Logo constatamos que ela está a preparar a estreia da peça de Turgueniev, «Um Mês no Campo», onde desempenha o papel principal, o de Natalia Petrovna. A dirigi-la surge um encenador exaltado (Mathieu Amalric, sempre irrepreensível!), que imagina-a capaz de um desempenho superlativo sem imaginar a crise, que lhe vai no âmago. É que a ginecologista alertou-a para a iminência de jamais conseguir ser mãe, tendo em conta a evolução hormonal. Ora, ela que sempre falhara rotundamente nas relações amorosas, até arrisca um pedido à Virgem para engravidar, nem que dispensando a garantia de um pai para a criança.
De repente desaprende tudo quanto dela tinham feito uma das atrizes mais conceituadas dos teatros parisienses e sucedem-se situações emocionais muito descontroladas em que ora ri despropositadamente, ora chora, ora junta as duas reações em simultâneo. A única forma de conseguir alguma acalmia interior é quando nada na piscina ao som de Glenn Miller.
Em contraponto com ela surge Nathalie, a assistente de encenação, e sua antiga colega de Conservatório, a quem a maternidade e o casamento com um agente imobiliário tinham afastado do contacto direto com os palcos. Mas, se Marceline vive a frustração de não ser mãe, Nathalie vive a frustração de, sendo-o, ter deixado de ser atriz.

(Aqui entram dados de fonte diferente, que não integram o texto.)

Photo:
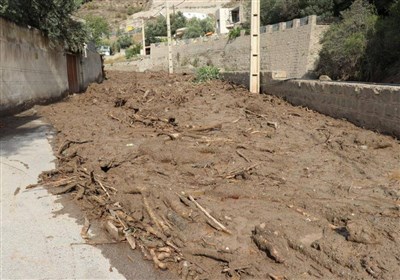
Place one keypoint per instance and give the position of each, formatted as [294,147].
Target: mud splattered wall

O filme acaba por mostrar como o teatro é uma espécie de ogre que se alimenta da vida dos que se lhe entregam inteiramente, E Valeria Bruni-Tedeschi confirma que, se há algo que a apontar-lhe, é o de ter como cunhado o insuportável Nicolas. Porque até na escolha da própria mãe para fazer esse mesmo papel no filme, ela pisca-nos o olho e põe-nos a perguntar se, em vez de Marceline, não é a própria Valeria que aqui se desvenda?